General Obligation (GO) Bond: Definition, Types, Vs. Revenue Bond
8/28/2025 06:51pm
General Obligation (GO) bonds and Revenue bonds are two primary types of municipal bonds, each with distinct characteristics and uses:
1. **General Obligation (GO) Bonds**:
- **Definition and Security**: GO bonds are backed by the full faith, credit, and taxing power of the issuing jurisdiction. This means the local government pledges to use all available resources, including tax revenues, to repay the bondholders.
- **Types of Pledge**: GO bonds can be either limited-tax or unlimited-tax general obligation pledges. A limited-tax GO pledge allows the government to raise property taxes if necessary to meet existing debt service obligations, but within a statutory limit.

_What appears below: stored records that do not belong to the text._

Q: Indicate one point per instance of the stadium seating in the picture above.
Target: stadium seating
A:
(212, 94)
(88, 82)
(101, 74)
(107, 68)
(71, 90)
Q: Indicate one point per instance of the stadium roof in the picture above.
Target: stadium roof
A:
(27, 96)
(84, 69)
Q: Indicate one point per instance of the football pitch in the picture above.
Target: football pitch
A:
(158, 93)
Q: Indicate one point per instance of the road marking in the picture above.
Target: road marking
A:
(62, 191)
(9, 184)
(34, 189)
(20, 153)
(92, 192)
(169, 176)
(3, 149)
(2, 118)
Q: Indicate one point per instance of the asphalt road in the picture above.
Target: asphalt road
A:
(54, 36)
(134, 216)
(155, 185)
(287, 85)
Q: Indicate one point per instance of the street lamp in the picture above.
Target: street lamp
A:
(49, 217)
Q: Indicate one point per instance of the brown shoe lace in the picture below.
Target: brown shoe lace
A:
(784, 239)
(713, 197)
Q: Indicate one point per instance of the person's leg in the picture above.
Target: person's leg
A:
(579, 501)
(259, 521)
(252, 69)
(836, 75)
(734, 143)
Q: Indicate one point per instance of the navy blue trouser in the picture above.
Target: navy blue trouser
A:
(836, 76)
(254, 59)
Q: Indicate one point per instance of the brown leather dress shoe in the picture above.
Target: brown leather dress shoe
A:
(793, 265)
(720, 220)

- **Credit Quality**: Credit rating agencies often assign investment-grade ratings to GO bonds due to the strong credit quality of the pledge.
- **Use**: These bonds are typically used to fund government projects that will serve the public community, such as roads, parks, equipment, and bridges.
2. **Revenue Bonds**:
- **Definition and Security**: Revenue bonds are secured by the revenue generated specifically from a project, such as tolls, fees, or lease payments, rather than tax revenues. The repayment is primarily guaranteed by the operating revenues of the entity, not the full faith and credit of the issuer.
- **Types of Projects**: Revenue bonds are often used to finance income-producing projects like airports, toll roads, highways, utility systems, hospitals, and public education facilities.
- **Credit Risk**: Revenue bonds are considered somewhat less secure than GO bonds because they are tied to the success of a specific project. If the project does not generate sufficient revenue, the bondholders may not be repaid.
- **Yield**: Revenue bonds historically yielded more than GO bonds due to the higher credit risk, but this has become less pronounced in recent years.
In summary, GO bonds are considered more secure and are backed by the full taxing power of the municipality, making them a preferred choice for investors seeking lower risk. Revenue bonds, while offering potentially higher yields, carry higher credit risk and are suitable for projects that can generate sufficient revenue to cover the bond payments.